DPS lab plan has agencies scrambling
Law enforcement chiefs rush to revise budgets to handle new fees.
Law enforcement agencies across the state are scrambling to come up with additional funding after the Texas Department of Public Safety on Thursday announced it would start charging for crime lab services beginning Sept. 1.
Several police chiefs and sheriffs throughout the Central Texas area told the American-Statesman on Friday they had no idea they were going to be charged for the services, which include DNA, drug and alcohol analysis.
Manor Police Chief Ryan Phipps said an email he received from the DPS on Thursday was the first he’d heard of the change. He said his budget is due next week, so he only has a few days to dig through department records and come up with a figure to request from the city to cover the added expense.
“It is going to have a big impact,” Phipps said. “This is going to be DWI-related, sexual assault-related (and) drug cases. There’s quite a bit of stuff that we take over there to them.”
In its Thursday announcement, the DPS included preliminary charges for several of its services.
Alcohol and controlled substance analysis will come with a $75 price tag, quantitative controlled substance analysis and toxicology will cost $150, and DNA analysis will go for $550 per case.
The policy change is outlined in rider 58 of the DPS budget. The rider — an explanation of where funds will come from or where they should be spent attached to the budget passed by the Legislature — requires that $11.5 million be charged and collected to make up the total authorized budget of $74.5 million for the 201819 fiscal year.
DPS spokesman Tom Vinger told the Statesman on Friday that the agency informed law enforcement as quickly as it could.
As soon as it developed a plan, it issued a letter to agencies across the state to inform them, DPS officials said.

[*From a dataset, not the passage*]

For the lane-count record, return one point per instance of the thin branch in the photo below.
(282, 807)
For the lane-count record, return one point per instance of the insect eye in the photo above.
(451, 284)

“DPS was not consulted on Rider 58, which was added late in the session as part of the General Appropriations Act that was finalized only about a month ago,” Vinger said in a statement. “As with all legislation passed by our state leaders, we diligently began the process of reviewing this new legislative requirement (once we became aware of it) to determine the specific impacts to the department in order to take the necessary steps to comply.”
The DPS said it plans to use state appropriations to provide agencies with a voucher to cover some of the services they need, but the value of that waiver hasn’t been determined.
“We understand that they have costs,” Phipps said. “But at the same time, the citizens are already paying taxes that fund the DPS. It’s like they are being double taxed to pay out of our tax base to have these tests done.”
A DPS statement said it would finalize pricing and the voucher value later this summer, but in the meantime, agencies that rely upon those services have to make sure they can pay for them.
“We have not determined what we are going to have to budget for on this, and what we are going to have to do is compare what we had last year for an example of what we are going to have to spend,” Phipps said. “It is definitely going to have an impact on us.”
Kyle Police Chief Jeff Barnett said his department is in the same boat.
“We found out about the announcement” on Thursday, Barnett said. “It certainly caught us off-guard. Our budget is in solid draft form and has already been sent to the city manager. ... I wouldn’t say (it’s) too late because our budgets are not finalized, but it certainly did not give us advanced warning or time for preparation.”
Barnett said law enforcement agencies will probably need to spend the next few days trying to decide what kinds of evidence require analysis and the costs involved, adding that the new charges could lead agencies to prioritize cases to send out for testing in the future.
“We send a lot of DWI, blood tests and our more serious crimes — homicides and death related offenses — to DPS,” Barnett said. “It’s significant.”
The Austin Police Department runs its lab in conjunction with the DPS, and won’t be subject to the fees, Austin police spokeswoman Anna Sabana said.
“We already fund the lab that is run in our facility so there are no additional charges,” she said.
Other law enforcement agencies in the region — including the Round Rock police, San Marcos police, Williamson County sheriff ’s office and Fayette County sheriff ’s office — couldn’t be reached for comment Friday.
Phipps, whose department is made up of 27 sworn officers and three civilians, said Texas’ smaller law enforcement agencies, the “little guys,” are the ones that will be hit hardest by the change.
“We are smaller agencies, and we are the ones who have to watch our pennies closely,” he said. “Ultimately, it comes down to us.”
Comal County Sheriff Mark Reynolds said a little more notice would have been appreciated, but he isn’t angry or irritated with the DPS, even though the move was unexpected.
“For years, since I’ve been in law enforcement, you just knew that there was evidence you could send to DPS for analysis,” he said.
Reynolds said the sheriff ’s office is going to continue to use DPS services, but seeking out a contractor could be an option in the future if prices get too high.